Sementara, menurut Prof. Mun'im, banyak tanaman obat untuk herbal hanya tumbuh liar. Jenis tanaman untuk jamu ini juga kebanyakan dipengaruhi musim. Hal ini yang membuat industri masih mengimpor. Mencari suplai di Indonesia kualitasnya pun kadang belum memenuhi standar, katanya.
Di sisi lain, jamu yang beredar di masyarakat pun tidak bisa sembarangan. Dirjen Farmalkes Kementerian Kesehatan Lucia Rizka Andalusia melalui keterangan tertulis Biro Humas Kemenkes, Jumat, 9 September 2022, mengatakan bahwa pelaku usaha jamu gendong dan usaha jamu racikan (UJG-UJR) tidak diwajibkan memiliki Sertifikat Pemenuhan Aspek Cara Pembuatan Obat Tradisional yang Baik (CPOTB) Bertahap.

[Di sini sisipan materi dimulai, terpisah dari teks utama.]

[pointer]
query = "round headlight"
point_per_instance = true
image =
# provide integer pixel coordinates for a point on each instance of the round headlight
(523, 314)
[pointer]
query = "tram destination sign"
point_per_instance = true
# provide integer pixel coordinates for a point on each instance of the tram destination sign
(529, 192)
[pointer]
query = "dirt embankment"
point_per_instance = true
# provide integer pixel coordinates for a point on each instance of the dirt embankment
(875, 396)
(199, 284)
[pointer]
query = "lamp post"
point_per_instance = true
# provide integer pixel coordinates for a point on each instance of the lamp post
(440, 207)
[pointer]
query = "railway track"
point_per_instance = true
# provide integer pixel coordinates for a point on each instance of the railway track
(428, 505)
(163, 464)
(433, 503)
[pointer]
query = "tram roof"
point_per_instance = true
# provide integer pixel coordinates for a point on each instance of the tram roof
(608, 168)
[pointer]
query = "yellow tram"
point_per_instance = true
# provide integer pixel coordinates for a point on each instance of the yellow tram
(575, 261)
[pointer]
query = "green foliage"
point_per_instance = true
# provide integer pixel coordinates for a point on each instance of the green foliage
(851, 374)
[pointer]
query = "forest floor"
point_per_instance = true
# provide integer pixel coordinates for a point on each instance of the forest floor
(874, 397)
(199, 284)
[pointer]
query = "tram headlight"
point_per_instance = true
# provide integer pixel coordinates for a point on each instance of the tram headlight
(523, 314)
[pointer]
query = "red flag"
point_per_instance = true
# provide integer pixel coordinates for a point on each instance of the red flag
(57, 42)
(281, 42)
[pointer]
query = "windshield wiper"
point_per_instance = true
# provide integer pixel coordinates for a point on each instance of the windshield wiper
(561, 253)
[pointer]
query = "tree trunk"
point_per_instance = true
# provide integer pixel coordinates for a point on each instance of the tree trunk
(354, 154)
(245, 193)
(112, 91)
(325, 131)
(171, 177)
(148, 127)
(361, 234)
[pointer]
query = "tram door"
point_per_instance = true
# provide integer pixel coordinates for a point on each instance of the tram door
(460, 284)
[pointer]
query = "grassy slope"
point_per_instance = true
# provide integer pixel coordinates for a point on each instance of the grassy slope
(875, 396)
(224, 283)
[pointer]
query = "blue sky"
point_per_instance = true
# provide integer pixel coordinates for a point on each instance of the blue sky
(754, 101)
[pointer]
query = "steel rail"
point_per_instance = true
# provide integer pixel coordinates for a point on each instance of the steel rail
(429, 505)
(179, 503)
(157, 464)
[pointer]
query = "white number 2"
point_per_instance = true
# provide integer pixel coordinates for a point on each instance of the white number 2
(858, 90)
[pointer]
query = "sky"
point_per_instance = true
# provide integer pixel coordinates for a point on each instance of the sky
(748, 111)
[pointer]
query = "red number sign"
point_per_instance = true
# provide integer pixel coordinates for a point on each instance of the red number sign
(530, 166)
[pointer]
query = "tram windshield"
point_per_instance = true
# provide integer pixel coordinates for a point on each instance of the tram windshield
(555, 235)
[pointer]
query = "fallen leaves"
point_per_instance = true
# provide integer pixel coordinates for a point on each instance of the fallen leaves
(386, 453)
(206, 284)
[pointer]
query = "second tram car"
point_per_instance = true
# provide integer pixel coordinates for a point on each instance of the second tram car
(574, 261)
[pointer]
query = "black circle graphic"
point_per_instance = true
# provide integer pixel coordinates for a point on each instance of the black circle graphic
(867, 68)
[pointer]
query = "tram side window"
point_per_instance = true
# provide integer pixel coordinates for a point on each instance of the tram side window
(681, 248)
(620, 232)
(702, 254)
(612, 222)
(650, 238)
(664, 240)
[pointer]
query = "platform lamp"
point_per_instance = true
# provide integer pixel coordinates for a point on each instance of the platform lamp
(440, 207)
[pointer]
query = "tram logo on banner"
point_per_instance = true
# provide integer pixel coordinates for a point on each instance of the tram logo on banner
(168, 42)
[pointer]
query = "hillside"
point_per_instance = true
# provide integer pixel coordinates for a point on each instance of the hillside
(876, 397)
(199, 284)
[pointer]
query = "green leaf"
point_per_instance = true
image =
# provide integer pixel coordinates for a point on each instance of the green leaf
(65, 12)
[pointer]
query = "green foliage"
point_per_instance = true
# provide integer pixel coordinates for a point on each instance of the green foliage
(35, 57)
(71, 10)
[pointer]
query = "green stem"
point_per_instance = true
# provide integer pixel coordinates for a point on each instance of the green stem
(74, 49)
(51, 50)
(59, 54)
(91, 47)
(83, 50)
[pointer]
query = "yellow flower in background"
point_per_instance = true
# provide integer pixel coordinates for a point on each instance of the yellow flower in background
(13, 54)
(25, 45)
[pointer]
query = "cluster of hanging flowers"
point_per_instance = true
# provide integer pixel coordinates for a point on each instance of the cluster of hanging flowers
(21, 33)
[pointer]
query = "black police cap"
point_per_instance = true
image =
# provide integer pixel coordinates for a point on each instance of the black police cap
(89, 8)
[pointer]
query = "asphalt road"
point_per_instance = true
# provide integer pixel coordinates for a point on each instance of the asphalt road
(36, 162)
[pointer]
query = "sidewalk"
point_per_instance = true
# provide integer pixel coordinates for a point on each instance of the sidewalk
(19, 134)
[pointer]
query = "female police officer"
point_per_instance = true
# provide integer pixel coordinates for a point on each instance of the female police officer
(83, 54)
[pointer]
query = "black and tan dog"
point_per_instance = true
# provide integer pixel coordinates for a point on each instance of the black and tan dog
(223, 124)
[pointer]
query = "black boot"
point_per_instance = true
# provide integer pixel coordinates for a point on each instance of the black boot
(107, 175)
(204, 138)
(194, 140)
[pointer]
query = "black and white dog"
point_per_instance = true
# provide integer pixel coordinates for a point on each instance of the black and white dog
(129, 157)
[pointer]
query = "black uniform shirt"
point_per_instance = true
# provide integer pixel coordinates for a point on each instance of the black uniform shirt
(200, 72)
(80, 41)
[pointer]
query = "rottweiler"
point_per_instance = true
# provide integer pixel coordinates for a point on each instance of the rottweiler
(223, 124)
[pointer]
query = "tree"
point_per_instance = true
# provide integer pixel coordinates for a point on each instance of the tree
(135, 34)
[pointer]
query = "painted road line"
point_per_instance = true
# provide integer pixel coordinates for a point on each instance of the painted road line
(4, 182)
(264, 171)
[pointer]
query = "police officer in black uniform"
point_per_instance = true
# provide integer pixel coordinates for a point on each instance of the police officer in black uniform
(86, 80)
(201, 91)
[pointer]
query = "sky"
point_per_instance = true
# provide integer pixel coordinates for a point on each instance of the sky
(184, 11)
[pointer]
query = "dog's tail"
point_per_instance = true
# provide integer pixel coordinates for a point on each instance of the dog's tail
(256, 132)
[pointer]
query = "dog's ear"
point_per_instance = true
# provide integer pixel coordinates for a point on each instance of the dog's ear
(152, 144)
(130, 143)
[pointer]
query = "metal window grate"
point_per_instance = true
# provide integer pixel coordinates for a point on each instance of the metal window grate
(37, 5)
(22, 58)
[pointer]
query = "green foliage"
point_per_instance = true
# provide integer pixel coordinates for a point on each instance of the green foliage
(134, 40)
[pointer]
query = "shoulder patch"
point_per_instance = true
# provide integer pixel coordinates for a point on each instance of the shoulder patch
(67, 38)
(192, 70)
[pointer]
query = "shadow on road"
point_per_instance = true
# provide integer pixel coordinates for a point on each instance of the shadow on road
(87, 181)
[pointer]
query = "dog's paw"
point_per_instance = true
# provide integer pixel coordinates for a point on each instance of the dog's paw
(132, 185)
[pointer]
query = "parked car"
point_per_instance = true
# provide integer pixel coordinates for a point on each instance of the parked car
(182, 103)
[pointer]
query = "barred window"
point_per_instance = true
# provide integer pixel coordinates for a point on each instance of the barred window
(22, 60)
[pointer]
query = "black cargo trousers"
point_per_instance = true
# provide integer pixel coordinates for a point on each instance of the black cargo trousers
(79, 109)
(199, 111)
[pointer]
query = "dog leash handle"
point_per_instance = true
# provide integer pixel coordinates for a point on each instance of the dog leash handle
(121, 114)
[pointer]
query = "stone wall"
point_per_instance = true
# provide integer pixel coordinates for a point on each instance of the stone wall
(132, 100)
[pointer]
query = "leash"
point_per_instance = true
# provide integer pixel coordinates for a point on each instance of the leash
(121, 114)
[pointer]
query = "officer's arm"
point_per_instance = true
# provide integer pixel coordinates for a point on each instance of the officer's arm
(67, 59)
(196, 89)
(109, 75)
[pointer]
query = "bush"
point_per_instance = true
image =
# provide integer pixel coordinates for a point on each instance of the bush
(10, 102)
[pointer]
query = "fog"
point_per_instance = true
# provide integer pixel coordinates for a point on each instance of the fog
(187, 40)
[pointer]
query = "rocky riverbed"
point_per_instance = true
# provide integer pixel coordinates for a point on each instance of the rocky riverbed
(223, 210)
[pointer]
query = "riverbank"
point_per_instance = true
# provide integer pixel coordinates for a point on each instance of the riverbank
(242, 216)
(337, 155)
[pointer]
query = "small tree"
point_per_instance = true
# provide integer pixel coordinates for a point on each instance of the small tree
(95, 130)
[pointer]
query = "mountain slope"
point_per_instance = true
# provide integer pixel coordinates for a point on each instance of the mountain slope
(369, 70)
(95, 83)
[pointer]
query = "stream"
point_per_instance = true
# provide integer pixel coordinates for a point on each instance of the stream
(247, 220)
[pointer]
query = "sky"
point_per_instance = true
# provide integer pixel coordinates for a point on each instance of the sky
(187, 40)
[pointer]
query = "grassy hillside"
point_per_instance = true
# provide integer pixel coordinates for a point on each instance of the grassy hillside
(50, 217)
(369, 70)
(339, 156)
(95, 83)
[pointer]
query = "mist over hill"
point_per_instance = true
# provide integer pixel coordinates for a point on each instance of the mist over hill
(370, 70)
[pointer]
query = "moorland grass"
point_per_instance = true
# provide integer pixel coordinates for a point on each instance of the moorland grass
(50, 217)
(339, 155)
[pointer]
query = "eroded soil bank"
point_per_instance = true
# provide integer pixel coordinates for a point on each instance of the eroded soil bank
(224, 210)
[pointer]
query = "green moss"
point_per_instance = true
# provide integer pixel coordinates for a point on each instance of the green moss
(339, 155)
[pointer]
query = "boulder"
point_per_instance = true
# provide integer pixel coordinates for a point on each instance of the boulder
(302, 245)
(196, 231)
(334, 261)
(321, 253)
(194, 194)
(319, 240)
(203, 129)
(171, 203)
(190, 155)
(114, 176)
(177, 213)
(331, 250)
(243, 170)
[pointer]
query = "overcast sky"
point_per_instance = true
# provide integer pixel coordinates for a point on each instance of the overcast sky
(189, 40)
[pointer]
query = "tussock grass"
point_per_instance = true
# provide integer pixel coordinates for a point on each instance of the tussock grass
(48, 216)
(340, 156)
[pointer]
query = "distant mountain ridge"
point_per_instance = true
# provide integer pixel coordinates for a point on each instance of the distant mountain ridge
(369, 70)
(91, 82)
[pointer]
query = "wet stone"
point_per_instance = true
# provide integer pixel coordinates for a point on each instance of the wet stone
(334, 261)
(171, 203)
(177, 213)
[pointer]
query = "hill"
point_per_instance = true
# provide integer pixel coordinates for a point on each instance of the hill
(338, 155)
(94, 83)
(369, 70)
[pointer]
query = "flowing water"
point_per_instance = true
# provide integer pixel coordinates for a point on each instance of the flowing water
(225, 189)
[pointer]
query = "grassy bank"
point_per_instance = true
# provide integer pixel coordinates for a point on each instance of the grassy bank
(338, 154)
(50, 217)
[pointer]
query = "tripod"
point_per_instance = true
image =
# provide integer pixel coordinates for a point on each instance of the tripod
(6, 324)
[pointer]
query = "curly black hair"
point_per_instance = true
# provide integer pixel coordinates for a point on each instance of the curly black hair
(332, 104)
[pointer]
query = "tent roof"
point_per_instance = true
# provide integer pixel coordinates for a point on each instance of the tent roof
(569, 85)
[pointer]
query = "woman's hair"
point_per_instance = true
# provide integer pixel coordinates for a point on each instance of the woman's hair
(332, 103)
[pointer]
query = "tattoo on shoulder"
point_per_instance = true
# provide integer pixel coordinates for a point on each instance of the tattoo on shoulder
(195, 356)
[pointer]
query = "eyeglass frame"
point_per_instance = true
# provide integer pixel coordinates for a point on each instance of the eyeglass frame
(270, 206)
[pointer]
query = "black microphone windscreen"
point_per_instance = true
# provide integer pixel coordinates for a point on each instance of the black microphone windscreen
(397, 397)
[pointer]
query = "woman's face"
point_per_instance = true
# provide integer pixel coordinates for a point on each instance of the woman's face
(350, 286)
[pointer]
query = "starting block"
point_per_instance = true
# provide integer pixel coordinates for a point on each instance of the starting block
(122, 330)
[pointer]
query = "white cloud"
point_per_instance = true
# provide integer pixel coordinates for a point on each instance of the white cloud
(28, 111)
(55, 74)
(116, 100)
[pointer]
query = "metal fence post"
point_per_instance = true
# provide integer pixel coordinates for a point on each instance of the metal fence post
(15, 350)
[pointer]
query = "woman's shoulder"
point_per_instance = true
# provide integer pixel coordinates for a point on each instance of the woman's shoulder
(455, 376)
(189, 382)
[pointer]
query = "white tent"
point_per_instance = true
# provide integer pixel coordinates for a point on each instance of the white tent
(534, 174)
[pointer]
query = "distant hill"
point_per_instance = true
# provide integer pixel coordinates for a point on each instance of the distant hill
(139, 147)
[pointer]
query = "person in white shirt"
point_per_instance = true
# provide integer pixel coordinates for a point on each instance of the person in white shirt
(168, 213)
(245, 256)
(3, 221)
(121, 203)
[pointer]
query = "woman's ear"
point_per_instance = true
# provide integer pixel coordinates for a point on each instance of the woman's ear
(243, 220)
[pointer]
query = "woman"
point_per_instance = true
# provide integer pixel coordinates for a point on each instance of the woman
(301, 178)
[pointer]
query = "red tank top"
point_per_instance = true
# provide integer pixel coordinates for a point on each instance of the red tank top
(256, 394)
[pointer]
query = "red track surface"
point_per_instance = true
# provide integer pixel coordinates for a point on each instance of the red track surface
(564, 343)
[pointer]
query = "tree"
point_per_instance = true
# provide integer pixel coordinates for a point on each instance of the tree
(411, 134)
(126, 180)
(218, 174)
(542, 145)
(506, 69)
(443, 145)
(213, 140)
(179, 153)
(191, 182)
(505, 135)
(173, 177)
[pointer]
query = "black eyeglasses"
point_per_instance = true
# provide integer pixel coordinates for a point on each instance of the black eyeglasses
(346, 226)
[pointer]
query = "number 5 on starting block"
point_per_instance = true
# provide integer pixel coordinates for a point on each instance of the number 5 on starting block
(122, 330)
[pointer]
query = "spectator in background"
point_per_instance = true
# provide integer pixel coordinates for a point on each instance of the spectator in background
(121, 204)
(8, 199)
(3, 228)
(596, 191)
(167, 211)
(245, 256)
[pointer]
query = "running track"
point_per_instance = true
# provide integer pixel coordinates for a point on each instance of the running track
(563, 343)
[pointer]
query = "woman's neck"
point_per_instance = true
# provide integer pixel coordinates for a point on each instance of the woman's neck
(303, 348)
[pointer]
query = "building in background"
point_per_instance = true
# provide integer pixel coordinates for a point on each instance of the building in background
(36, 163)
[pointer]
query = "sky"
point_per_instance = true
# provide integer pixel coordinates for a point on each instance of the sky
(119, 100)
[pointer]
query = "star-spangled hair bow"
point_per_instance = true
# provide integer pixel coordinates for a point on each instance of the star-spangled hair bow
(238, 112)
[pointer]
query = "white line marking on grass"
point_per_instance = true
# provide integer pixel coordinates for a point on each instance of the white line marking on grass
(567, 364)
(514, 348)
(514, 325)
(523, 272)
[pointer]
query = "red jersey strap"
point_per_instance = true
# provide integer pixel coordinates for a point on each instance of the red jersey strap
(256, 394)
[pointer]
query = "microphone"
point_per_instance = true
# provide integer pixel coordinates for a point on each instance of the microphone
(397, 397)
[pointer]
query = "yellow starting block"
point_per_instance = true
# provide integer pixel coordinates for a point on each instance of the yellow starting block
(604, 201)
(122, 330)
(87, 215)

Namun, Kemenkes secara rutin membina pengusaha jamu gendong dan jamu racikan, serta menyosialisasikan cara pembuatan jamu yang baik. Ini termasuk aspek sanitasi dan kebersihan dalam proses pembuatan jamu segar, juga penggunaan jamu yang aman, bermutu, dan bermanfaat.